66 Although the Court had, during the course of Mr. Campbell's submissions, indicated that it was disposed to the view that it had power to revoke the earlier order dismissing the application for leave to appeal and to grant leave (T. 16), Mr. Coombs did not, during the course of his submissions, seek to dissuade the Court from that view.
67 The question thus is whether the Court ought, as a matter of discretion, decline to revoke the earlier order and refuse leave to appeal.
68 Although I am only too conscious of the comparatively small amount of the verdict which the Opponent obtained; of the time which has passed since Puckeridge DCJ delivered his Judgment; and of the amount of the costs which are involved, it seems to me that, where, as I believe is the case here, a Judgment in respect of which leave to appeal is sought is insupportable, and where it has not been suggested that the Opponent's position would be improved on a new trial, it would be wrong for the Court now to refuse to revoke the earlier order made by the Court and decline to grant leave to appeal.
69 The question then is, whether the grant of leave ought to be made subject to some conditions, as, for example, in relation to costs.
70 Although I have a great deal of sympathy for the position in which the Opponent now finds herself, I do not consider that, in all the circumstances of this case, it would be proper to deprive the Claimant of the whole, or any part, of its costs. As will be apparent from what I have earlier recorded, the Claimant's case as pleaded, and as conducted on the hearing before Puckeridge DCJ, was that the Claimant was to be regarded in law as the occupier of the land over which the access way passed, and was liable as such occupier to persons passing across the access way in the event that they suffered injury due to the dangerous nature of the access way.

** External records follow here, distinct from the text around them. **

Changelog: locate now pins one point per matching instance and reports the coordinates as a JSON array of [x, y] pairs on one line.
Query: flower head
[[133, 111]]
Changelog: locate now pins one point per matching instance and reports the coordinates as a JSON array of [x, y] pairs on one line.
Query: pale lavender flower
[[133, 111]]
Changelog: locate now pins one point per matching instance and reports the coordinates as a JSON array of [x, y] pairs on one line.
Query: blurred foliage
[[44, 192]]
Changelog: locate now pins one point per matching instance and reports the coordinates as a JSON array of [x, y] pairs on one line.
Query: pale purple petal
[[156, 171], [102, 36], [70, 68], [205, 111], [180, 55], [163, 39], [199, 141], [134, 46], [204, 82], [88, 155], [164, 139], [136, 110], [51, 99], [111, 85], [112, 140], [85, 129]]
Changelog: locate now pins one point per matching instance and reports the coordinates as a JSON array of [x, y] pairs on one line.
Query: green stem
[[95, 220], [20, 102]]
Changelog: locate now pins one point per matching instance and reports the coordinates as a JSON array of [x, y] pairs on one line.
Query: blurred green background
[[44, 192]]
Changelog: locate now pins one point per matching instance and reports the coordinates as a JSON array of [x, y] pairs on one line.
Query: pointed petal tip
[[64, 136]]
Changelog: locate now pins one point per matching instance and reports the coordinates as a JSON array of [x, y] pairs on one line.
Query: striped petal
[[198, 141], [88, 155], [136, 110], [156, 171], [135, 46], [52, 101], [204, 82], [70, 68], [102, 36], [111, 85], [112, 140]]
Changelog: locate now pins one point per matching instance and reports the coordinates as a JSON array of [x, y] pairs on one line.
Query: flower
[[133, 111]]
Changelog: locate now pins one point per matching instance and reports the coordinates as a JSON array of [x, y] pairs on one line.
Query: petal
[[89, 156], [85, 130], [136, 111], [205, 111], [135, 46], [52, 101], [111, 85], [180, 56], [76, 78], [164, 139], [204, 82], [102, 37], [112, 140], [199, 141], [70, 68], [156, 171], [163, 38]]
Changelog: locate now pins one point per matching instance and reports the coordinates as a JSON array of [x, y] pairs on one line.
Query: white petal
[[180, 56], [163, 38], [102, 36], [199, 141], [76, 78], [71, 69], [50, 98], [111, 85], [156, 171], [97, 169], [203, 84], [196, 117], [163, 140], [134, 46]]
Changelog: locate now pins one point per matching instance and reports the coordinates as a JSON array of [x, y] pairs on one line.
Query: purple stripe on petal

In its Defence, the Claimant put the Opponent's case in issue and, on the hearing before Puckeridge DCJ, the Claimant, although not articulating its case as well as might have been done, denied that it was to be regarded, in law, as subject to the liabilities of an occupier of land and asserted that it was entitled to the benefit of "the nonfeasance/misfeasance rule". Further, it is clear that Puckeridge DCJ understood that such was the Claimant's case, but held - not relying upon any concession on the part of the Claimant for that purpose - that the Claimant was subject to the liabilities of an occupier of land and was not, in the circumstances, entitled to the benefit of "the nonfeasance/misfeasance rule". Despite these facts, which, in my view, were apparent on the face of the materials which were before the Court as then constituted, the Court when refusing leave to appeal did so under a misapprehension that the hearing before Puckeridge DCJ proceeded upon the basis of such a concession. Although the additional materials which were placed before this Court reveal in detail the submissions advanced by the parties to Puckeridge DCJ they, in my view, do no more than confirm what the materials originally before the Court revealed as to the manner of conduct of the hearing before Puckeridge DCJ.